A advogada da família do lusodescendente que morreu em Nantes considera que o caso se tornou “assunto de Estado” depois de ter sido o próprio primeiro-ministro francês a revelar as conclusões da investigação à atuação da polícia.

Cécile de Oliveira, citada esta quarta-feira pela comunicação social francesa, adiantou que tinha sido anunciada para terça-feira uma comunicação do ministro do Interior francês para divulgar as conclusões do relatório da Inspeção Geral da Polícia sobre a atuação das forças de segurança na noite em que o lusodescendente desapareceu.

Por isso, afirmou-se “surpreendida” por ter sido o próprio primeiro-ministro Edouard Philippe a apresentar publicamente os resultados do relatório e a confirmar que um corpo retirado do rio Loire no dia anterior pertencia ao jovem de 24 anos.

“Estou surpreendida que o primeiro-ministro tenha falado […]. Claramente, quando o próprio primeiro-ministro fala, torna-se num assunto de Estado. É uma tomada em mãos pelo executivo de um assunto que está confiado a um juiz de instrução e parece-me revelador de um momento político muito complicado sobre as intervenções policiais”, disse Cécile de Oliveira.

As conclusões do relatório, divulgadas na terça-feira, por Edouard Philippe não estabelecem qualquer ligação entre a intervenção policial em Nantes e o desaparecimento do lusodescendente Steve Maia Caniço.

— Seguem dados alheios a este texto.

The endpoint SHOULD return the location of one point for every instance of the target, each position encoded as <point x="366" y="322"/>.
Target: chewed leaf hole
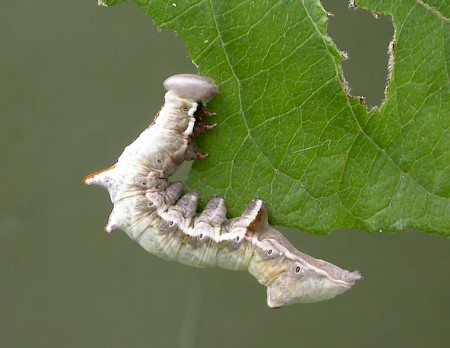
<point x="365" y="38"/>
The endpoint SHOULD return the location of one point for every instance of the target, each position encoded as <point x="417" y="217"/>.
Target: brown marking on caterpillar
<point x="164" y="222"/>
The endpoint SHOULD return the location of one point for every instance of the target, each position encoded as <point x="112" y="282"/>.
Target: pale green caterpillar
<point x="164" y="222"/>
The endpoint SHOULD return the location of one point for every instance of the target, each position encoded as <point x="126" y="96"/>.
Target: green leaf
<point x="289" y="133"/>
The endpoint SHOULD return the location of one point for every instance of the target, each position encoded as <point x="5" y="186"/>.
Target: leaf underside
<point x="290" y="133"/>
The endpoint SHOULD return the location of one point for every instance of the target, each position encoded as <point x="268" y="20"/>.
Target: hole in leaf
<point x="365" y="38"/>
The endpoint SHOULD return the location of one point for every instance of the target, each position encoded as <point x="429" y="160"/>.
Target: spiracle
<point x="164" y="221"/>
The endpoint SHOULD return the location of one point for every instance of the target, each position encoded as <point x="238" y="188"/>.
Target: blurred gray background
<point x="77" y="84"/>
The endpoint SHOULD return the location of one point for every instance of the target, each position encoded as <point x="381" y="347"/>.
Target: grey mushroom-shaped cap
<point x="195" y="87"/>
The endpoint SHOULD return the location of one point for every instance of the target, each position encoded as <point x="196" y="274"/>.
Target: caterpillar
<point x="164" y="221"/>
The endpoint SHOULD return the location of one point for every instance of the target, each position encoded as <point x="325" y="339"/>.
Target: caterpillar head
<point x="307" y="279"/>
<point x="195" y="87"/>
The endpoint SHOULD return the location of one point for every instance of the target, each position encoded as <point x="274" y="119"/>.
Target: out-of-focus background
<point x="77" y="84"/>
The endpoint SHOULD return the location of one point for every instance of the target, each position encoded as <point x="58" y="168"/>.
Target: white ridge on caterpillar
<point x="156" y="214"/>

O primeiro-ministro falava depois da confirmação pelas autoridades de que um corpo retirado do rio Loire, na segunda-feira à noite, era do jovem lusodescendente que estava desaparecido desde 22 de junho, tendo sido visto pela última vez durante uma intervenção policial numa festa em que participava, em Nantes.

O desaparecimento do lusodescendente causou ondas de choque em França, devido às imagens e descrições da intervenção policial, que mostravam a utilização de gás lacrimogéneo e balas de borracha contra os jovens.

Na sequência do ocorrido, o Ministério do Interior francês ordenou, em 24 de junho, a abertura de uma investigação à atuação das forças policiais.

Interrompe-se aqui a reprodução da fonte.